En 2000 à Lomé une nouvelle étoile s’est levée sur le continent, par la promulgation de l’acte constitutif de l’Union africaine qui a proscrit les changements anticonstitutionnels de gouvernement. Le rejet des changements anticonstitutionnels de gouvernement se base sur le fait que ces mutations très souvent brutales sont sources de conflits, d’instabilité, d’insécurité, et d’affrontements violents. En prenant cette décision, l’Union africaine a voulu agir sur les modalités d’accession au pouvoir. Comment parvenir au pouvoir et comment le gérer sont des questions qui ne font pas consensus au sein des élites africaines.

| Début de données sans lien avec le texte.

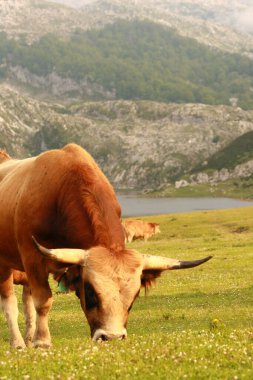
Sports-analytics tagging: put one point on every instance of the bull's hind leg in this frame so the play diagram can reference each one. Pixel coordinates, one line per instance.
(10, 307)
(29, 314)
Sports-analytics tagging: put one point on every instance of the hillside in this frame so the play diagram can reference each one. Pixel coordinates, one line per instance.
(138, 144)
(214, 23)
(129, 60)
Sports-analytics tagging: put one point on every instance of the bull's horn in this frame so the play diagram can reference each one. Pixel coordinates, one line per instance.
(163, 263)
(63, 255)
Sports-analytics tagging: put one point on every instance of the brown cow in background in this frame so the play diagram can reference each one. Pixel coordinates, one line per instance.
(139, 229)
(59, 213)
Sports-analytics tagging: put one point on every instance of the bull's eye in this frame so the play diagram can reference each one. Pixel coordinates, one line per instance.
(136, 295)
(91, 299)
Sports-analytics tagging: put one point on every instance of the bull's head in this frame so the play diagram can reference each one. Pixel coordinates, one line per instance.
(108, 283)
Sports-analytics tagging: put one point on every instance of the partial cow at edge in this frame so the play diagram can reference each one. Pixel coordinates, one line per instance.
(59, 214)
(139, 229)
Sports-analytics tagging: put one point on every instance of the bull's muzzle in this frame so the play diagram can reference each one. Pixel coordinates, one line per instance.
(103, 335)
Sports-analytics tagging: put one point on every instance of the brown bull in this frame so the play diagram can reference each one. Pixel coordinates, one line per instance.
(58, 211)
(139, 229)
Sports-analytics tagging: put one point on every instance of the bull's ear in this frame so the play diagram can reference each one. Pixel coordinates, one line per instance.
(64, 255)
(153, 266)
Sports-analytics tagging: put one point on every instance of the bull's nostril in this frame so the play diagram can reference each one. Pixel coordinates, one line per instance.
(104, 337)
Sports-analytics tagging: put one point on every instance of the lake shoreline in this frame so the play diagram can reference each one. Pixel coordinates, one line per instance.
(134, 205)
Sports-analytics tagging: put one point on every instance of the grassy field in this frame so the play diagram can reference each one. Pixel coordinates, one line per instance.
(193, 324)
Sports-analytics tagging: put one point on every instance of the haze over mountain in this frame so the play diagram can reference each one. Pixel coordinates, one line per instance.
(66, 69)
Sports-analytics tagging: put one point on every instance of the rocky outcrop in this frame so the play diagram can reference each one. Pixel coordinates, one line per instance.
(57, 85)
(138, 144)
(211, 23)
(244, 170)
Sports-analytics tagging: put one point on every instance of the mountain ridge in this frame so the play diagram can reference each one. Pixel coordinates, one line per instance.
(134, 142)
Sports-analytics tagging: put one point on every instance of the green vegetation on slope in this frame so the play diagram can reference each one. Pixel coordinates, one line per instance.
(139, 60)
(237, 152)
(194, 324)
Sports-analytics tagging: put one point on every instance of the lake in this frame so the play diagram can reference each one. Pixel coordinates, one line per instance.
(133, 205)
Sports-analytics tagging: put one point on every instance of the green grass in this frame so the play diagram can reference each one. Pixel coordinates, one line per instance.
(193, 324)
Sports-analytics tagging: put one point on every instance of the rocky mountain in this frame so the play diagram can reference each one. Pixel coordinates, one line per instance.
(138, 144)
(218, 23)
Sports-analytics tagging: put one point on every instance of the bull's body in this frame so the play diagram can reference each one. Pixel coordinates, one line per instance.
(139, 229)
(63, 199)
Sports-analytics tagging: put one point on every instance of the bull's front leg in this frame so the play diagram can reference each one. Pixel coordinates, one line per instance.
(42, 298)
(10, 307)
(29, 314)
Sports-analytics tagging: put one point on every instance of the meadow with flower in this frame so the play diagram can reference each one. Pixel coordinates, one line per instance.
(193, 324)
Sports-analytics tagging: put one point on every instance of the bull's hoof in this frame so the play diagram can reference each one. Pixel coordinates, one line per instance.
(28, 342)
(41, 344)
(18, 344)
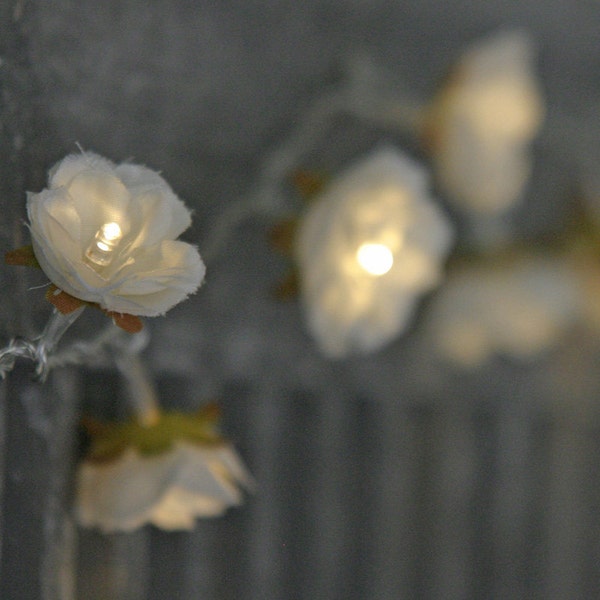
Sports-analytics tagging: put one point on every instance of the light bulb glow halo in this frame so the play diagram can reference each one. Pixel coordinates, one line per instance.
(375, 258)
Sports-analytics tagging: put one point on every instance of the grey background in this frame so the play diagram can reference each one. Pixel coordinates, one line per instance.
(386, 477)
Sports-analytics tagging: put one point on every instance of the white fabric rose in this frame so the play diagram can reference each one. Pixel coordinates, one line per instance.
(107, 234)
(518, 308)
(367, 248)
(169, 490)
(483, 122)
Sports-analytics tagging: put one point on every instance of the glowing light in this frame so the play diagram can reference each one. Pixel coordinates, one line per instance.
(107, 238)
(376, 259)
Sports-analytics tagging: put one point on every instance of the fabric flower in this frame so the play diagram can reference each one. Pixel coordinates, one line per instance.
(366, 249)
(106, 234)
(518, 308)
(167, 474)
(482, 122)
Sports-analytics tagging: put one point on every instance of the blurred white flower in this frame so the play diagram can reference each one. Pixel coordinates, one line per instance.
(169, 490)
(367, 248)
(518, 308)
(107, 234)
(482, 122)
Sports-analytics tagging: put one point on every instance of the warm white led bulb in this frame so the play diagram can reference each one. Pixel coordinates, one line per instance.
(375, 259)
(107, 238)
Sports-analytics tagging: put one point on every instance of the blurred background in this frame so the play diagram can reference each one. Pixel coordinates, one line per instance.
(384, 476)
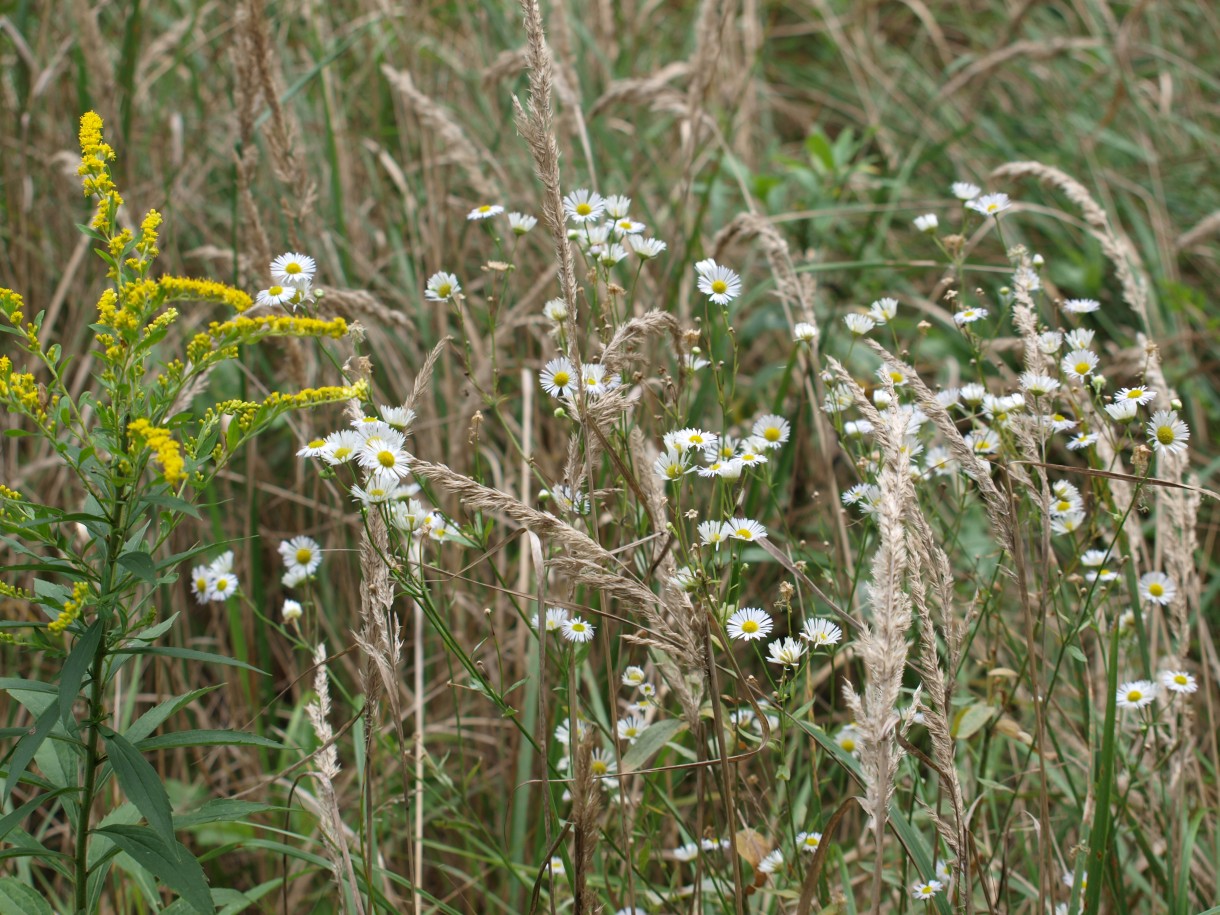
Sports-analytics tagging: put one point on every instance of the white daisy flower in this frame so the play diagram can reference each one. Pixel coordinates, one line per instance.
(577, 630)
(276, 295)
(786, 652)
(397, 417)
(583, 206)
(1080, 306)
(713, 533)
(968, 316)
(521, 223)
(772, 863)
(292, 611)
(965, 190)
(1166, 432)
(558, 377)
(223, 586)
(1138, 394)
(340, 447)
(720, 284)
(990, 204)
(617, 206)
(671, 465)
(1179, 681)
(743, 528)
(1080, 338)
(386, 454)
(772, 430)
(1123, 410)
(926, 891)
(484, 212)
(442, 287)
(1158, 588)
(748, 624)
(295, 270)
(858, 323)
(972, 393)
(301, 553)
(1079, 364)
(883, 310)
(821, 632)
(1136, 694)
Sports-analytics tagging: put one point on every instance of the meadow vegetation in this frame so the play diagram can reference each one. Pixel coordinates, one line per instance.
(609, 458)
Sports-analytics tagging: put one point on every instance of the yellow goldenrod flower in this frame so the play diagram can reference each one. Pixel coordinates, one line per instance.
(72, 608)
(167, 452)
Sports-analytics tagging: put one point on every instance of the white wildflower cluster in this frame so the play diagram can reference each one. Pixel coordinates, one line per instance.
(292, 282)
(215, 581)
(604, 229)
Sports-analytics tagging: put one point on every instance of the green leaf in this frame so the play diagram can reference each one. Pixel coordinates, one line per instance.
(208, 738)
(140, 565)
(971, 719)
(75, 669)
(649, 742)
(28, 746)
(168, 861)
(221, 810)
(140, 783)
(18, 898)
(154, 717)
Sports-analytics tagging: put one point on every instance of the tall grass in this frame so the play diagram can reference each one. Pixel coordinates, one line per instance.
(434, 746)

En essayant d’agir sur le volet de l’accès, la CEDEAO et l’Union africaine ont essayé de créer la voie pour plus de consensus sur la prise de pouvoir pour plus de stabilité et de sécurité sur le continent. Y sont-elles parvenues ? Quelles leçons peut-on tirer de deux décennies d’application de ce texte ? A la lumière des coups d’Etat des colonels intervenus à partir de 2020 au Mali, au Burkina et en Guinée, que constatons nous ? L’armée a-t-elle réussi son retour sur la scène politique africaine ?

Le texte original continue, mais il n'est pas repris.